5 thoughts on “Nightmare data”

  1. And I even say horrid things about people I don’t talk to.

    Unwillingness to put in the effort to make data public is certainly a problem. But I also think there is another cause of ‘nightmare data’ – the fact that much of the time, scientists see themselves as doing something new with a research tool, as opposed to following some pre-specified, standard data acquisition and processing protocol. And so the data doesn’t always come out in a form that meets that requirements of various repositories.

    Although much of the time it probably is better just to use standard methods – there are many bad microarray, RNA-seq, etc. experiments out there.

    1. Absolutely. A primary problem is that scientists (and I imagine many organizations) are (1) just ticking the box “shared”, (2) do not have a vested interest in sharing data, and (3) don’t realize the formatting that works for them “in house” is indecipherable to the outside world.

      Not sure people realize how few of those impact building references to a research paper are actually reusing/reanalyzing existing data. A bit sad really.

      1. What is especially sad is when data from large-scale projects, whose mere existence is justified by the claim that they are producing data we all can use (ahem, ENCODE), is difficult to parse even by people who know how to perform and analyze those types of experiments.

        But it also illustrates how hard it is to get things into a standard, usable format. If ENCODE has trouble with that, god help us all.
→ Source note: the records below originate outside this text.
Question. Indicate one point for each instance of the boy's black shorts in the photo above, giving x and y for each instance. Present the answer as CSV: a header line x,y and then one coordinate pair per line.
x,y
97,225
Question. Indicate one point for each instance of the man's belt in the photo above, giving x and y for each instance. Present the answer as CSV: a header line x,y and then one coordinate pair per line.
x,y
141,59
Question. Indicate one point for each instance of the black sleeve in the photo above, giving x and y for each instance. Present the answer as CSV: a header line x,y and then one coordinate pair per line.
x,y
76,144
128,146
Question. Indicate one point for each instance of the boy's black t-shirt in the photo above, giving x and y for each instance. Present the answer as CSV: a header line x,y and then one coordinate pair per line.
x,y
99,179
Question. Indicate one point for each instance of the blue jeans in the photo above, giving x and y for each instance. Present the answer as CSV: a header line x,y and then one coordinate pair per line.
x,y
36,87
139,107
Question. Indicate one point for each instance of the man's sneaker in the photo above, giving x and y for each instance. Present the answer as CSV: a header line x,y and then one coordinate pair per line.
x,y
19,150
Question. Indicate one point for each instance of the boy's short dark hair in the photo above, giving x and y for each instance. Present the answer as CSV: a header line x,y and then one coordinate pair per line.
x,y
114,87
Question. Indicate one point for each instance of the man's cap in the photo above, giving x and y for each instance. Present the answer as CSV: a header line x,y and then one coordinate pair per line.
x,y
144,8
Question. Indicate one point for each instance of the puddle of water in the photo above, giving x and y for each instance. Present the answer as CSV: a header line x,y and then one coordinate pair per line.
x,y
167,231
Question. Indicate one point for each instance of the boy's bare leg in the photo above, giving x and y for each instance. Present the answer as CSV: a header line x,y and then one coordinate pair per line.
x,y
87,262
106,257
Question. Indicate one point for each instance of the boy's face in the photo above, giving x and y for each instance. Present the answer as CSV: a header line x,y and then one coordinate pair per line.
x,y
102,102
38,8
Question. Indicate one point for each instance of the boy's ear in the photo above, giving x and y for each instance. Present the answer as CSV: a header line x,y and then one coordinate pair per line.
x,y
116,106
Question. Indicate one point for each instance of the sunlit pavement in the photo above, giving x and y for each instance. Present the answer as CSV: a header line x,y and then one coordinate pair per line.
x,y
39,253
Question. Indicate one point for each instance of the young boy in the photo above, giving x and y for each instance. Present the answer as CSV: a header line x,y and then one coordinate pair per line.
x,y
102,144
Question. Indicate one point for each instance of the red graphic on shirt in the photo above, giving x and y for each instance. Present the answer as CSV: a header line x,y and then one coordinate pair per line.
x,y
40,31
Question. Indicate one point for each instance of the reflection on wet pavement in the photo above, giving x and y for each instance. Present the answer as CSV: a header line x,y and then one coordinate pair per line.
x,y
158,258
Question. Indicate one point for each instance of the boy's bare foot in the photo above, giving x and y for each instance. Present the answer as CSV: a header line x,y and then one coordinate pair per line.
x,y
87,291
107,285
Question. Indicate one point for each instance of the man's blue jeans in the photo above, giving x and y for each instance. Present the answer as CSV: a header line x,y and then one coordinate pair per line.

  2. From the latest issue of Nature Reviews Genetics:

    “Today, one often hears that life sciences are faced with the ‘big data problem’. However, data are just a small facet of a much bigger challenge. The true difficulty is that most biomedical researchers have no capacity to carry out analyses of modern data sets using appropriate tools and computational infrastructure in a way that can be fully understood and reused by others.”